If you only recently purchased an RV or just bought a propane fridge, it might take a little getting used to. Your home fridges were always powered by simply plugging into a wall, which started a compressor. You might not think much about powering your home refrigerator until the power goes out or you have an issue with the power cord.
RV propane fridges are a bit different and work a bit differently. A propane fridge’s different functions are a great function especially for off the grip campers.
A RV propane fridge generally does not ‘need’ electricity, though some have the option to use electricity as backup. Propane fridges uses a unique method of producing or creating cold air. Read below for more detail.
Electric vs Propane fridge functions
A propane powered fridge has its own closed system consisting of propane, water, liquid ammonia, and hydrogen gas.
A propane powered flame heats the water and ammonia to the boiling point in what amounts to a “generator”. This gas flows into a condensing chamber where it cools down and returns to a liquid state. This liquid flows to another chamber known as the “evaporator” where it mixes with the hydrogen gas.
This combined chemical reaction begins to pull heat from the refrigerator. This process repeats as often as needed as the refrigerator warms past the desired temperature.
So no, a propane fridge does not require electricity to run.
Why would a propane fridge need electricity?
Some people can get a electric and propane fridge just out of convenience. Let’s first consider the major advantages and disadvantages to propane.
A propane fridge doesn’t have moving parts. No compressors to fire up, power cords to mess with, or anything really. A propane powered fridge can last a long time if the seals within the closed system are monitored well.
A fridge without a traditional power source is pretty simply cheaper. The unit itself will likely cost you less money simply because you aren’t buying a motor or the mechanics needed to power.
Ever tried to move a fridge by yourself. Lots of moving back and forth. A propane fridge has fewer mechanicals and can be much lighter. Remember to disconnect your propane source, though.
Off the Grid
Propane powered fridges are a terrific option if you plan to be away from power for a while. If yu want to camp in the woods or some place besides an RV park, a propane tank can run for about 11 days using a standard 20 pound propane tank. You can always go get the propane tank refilled or you can bring multiples.
Propane fridges are also a great choice in climates and areas that frequently have power issues. They can be a great advantage instead of moving all your food to a cooler or having to keep the fridge door shut when the power is out.
A propane fridge actually can be faster. Propane can heat up that water and ammonia in a hurry. Electricity is actually fairly inefficient at heating and pushes cold air in to gradually cool down instead of removing heat. Especially in the context of a smaller RV fridge, propane can be quicker.

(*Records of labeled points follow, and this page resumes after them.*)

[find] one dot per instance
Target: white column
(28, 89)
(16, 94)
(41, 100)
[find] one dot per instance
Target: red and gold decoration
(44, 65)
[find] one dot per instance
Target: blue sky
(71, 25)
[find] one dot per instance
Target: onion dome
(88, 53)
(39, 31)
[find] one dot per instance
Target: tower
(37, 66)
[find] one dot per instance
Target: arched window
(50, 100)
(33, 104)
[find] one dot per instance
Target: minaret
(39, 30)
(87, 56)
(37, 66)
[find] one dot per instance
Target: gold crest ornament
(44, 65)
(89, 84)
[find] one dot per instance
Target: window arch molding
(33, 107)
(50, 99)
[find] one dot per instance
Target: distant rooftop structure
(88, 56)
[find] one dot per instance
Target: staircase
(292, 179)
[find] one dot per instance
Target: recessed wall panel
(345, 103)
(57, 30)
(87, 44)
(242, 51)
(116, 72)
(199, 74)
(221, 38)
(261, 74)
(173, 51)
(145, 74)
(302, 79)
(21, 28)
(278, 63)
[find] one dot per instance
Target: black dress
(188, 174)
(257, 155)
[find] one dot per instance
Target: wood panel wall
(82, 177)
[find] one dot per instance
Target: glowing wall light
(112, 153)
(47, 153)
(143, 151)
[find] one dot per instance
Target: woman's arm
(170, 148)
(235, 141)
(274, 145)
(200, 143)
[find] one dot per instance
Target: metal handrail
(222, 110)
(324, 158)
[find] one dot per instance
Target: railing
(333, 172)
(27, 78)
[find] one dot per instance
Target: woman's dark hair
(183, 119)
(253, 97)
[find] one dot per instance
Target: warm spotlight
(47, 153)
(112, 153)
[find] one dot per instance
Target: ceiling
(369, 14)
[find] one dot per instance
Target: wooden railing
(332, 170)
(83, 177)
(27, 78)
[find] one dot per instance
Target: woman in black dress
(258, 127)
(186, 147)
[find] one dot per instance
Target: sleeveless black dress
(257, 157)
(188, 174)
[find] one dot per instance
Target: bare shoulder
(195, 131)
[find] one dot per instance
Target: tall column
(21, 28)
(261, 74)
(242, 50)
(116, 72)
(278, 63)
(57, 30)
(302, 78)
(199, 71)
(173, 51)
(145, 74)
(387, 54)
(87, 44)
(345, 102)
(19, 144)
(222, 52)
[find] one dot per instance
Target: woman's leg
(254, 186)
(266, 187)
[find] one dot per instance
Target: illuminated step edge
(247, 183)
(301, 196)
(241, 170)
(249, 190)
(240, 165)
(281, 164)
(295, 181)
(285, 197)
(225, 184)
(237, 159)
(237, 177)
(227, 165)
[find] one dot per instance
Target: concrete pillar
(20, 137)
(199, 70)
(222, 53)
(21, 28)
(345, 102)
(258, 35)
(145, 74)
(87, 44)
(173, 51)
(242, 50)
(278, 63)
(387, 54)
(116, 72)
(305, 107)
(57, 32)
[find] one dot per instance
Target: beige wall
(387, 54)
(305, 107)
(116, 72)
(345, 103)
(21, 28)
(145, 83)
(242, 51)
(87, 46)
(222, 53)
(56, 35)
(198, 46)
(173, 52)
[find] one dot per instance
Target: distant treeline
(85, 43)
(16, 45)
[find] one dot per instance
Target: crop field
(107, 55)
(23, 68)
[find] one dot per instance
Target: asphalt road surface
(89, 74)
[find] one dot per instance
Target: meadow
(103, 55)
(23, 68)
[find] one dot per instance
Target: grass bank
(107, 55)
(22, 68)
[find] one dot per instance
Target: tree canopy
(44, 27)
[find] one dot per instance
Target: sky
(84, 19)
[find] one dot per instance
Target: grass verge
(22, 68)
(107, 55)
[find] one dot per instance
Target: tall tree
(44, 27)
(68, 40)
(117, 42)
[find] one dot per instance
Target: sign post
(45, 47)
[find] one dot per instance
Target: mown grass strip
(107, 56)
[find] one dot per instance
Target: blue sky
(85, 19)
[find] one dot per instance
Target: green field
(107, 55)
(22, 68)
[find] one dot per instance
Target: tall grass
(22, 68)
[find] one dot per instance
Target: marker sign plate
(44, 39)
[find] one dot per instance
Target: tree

A propane powered fridge does indeed need propane to keep running. Be sure to have a place nearby where you can refill propane or get more tanks.
While propane should run for about 11 days on a tank, that isn’t long enough for some people. Also, if you have several visitors and will be opening the fridge frequently you might want to have a backup plan in place. The key difference here is that the propane fridge is physically burning the propane in order to maintain a cold temperature – your electric fridge at home just needs to be plugged in while the power company produces electricity.
Not the greatest around kids
Kids can open and close fridge doors for no reason. We simply suggesting putting a lock on your fridge if you have a propane fridge with young ones around. A lock will prevent unnecessary door openings.
More expensive than electrical
This does depend in part on the price of propane and electricity in your area, but propane is generally more expensive to use for a fridge. One big trade off here is that the fridge itself normally costs less, and in most cases, you probably aren’t going to use it as heavily as a standard fridge. Propane tanks tend to cost $15-$20 per refill, and your electric fridge shouldn’t cost that much per month to run.
Do I have to ignite the propane?
In most cases, no. Most new propane fridges have an automatic igniter built in that will provide the spark necessary to start the boiling process.
These are a bit unlike the average, inexpensive gas grill that require starting and stopping. They are uniquely easy to use.
In the event your fridge does require ignition, it’s usually as simple as turning a knob and pushing a button to keep the flow continuous.
Can I get a combo of electric and propane?
RV and cabin enthusiasts can definitely do this to get to the best of both worlds.A propane and electrical fridge will be more weight, but offers certain advantages that allow it to work under most any situation.
Propane fridges are a great, actually fairly simpler innovation. A propane fridge can keep food cool for days which is a big advantage for people who wish to be away from electricity. They are also fairly simple to use and setup, just requiring tanks of propane to keep running.
Propane and other gas sources have the unique ability to cool an area, like a fridge, without needing to be plugged in. This brings big advantages and some disadvantages depending on how you intend to use your fridge.